Бледный, дрожащий и потерявший дар речи приковылял назад Гофмаршал.
— Ну? — спросил Император. — Где же Принц?
— Легко догадаться, — сказал Профессор. — Его Имперская Тучность, несомненно, надел какой-то маскарадный костюм и входит в образ.
Бруно наморщил лоб от умственной натуги и поглядел на старичка.
— А что это значит?
Но Профессор пропустил вопрос мимо ушей. Он пристально вслушивался в ответы Гофмаршала.
— Умоляю Ваше Величество!
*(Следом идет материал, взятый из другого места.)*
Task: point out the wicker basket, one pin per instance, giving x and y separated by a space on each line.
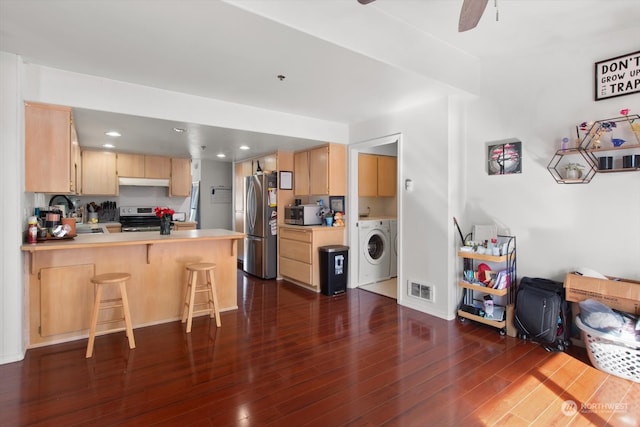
611 354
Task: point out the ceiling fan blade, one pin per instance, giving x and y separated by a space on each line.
470 14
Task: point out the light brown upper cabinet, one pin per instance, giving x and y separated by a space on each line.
367 175
301 173
76 162
157 167
321 171
180 178
48 162
387 176
377 175
99 173
130 165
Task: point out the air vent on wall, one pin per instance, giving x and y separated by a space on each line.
421 290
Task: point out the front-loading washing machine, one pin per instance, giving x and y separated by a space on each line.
393 237
374 251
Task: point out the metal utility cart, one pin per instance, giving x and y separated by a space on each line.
503 285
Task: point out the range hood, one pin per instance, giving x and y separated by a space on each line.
144 182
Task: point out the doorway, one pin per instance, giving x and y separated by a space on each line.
384 211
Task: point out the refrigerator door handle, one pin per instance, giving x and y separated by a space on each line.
251 203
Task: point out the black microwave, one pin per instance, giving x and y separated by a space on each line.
303 215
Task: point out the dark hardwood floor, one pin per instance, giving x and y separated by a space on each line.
289 357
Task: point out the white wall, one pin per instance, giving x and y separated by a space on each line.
539 98
50 85
11 172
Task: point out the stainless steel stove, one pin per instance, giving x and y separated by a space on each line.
138 218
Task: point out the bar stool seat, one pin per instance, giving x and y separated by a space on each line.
212 307
99 282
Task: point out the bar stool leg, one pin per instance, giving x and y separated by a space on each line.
213 296
187 296
192 298
127 315
94 320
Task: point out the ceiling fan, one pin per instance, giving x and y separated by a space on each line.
470 13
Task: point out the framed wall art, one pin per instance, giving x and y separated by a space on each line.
504 157
617 76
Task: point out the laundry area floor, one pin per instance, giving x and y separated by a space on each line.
388 288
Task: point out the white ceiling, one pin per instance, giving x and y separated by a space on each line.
343 62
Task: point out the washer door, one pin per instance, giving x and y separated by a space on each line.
375 247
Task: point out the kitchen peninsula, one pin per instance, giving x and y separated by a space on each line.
60 296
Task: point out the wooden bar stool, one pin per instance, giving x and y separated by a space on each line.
193 289
99 304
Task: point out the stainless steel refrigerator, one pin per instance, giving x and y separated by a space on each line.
260 225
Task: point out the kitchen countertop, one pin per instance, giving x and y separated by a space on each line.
310 227
127 239
59 273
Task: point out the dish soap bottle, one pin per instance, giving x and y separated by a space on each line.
32 230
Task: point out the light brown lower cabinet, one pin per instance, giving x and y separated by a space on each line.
299 255
58 287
Его Имперская Тучность… — но ничего больше Гофмаршал не в силах был произнести.
Император в сильнейшей тревоге вскочил на ноги.
— Скорее к нему!
Все ринулись вслед за ним к выходу.
Бруно тоже мигом выскочил из-за стола.
— Можно и нам? — нетерпеливо спросил он.
Но Король не отпустил его от себя, так как внимательно слушал объяснение Профессора:
— Входит в образ, Ваше Величество, не извольте беспокоиться.
— А можно мы тоже сбегаем посмотрим? — не отставал Бруно.
На этот раз Король уступил, и дети мигом убежали. Но спустя пару минут они медленно и печально вернулись.
— Ну, как? — спросил Король. — Что Принц?
— Он… он то, что вы и сказали, — ответил Бруно, взглянув на Профессора. — То трудное слово… Скажи, Сильвия!
— Дикобраз, — сказала Сильвия.
— Да нет же, — поправил её Профессор. — В образ, дитя моё, в образ.
— Нет, именно Дикобраз, — не согласилась Сильвия. — Вовсе даже не то слово. Хотите сами посмотреть? Там началась такая беготня по всему коридору!
Не тратя времени, мы поднялись из-за стола и поспешили вслед за детьми на лестницу. Меня совершенно не замечали, но я этому и не удивлялся, так как давно привык, что остаюсь для всех невидимым — даже для Сильвии с Бруно.
В коридоре возбуждённо толпились люди, заполонив проход в покои Принца и став причиной оглушающего гула; а на двери, ведущие в его покои, напирали трое здоровенных детин, изо всех сил стараясь не позволить им открыться, ибо какой-то громадный зверь беспрерывно бился о них с той стороны, и на секунду мы заметили, перед тем как дверь всё же удалось захлопнуть, свирепую морду с огромными налитыми кровью глазами и оскаленной пастью. Исторгаемые зверем звуки являли собой неслыханную смесь львиного рыка и бычьего рёва, а по временам он верещал, словно гигантский попугай.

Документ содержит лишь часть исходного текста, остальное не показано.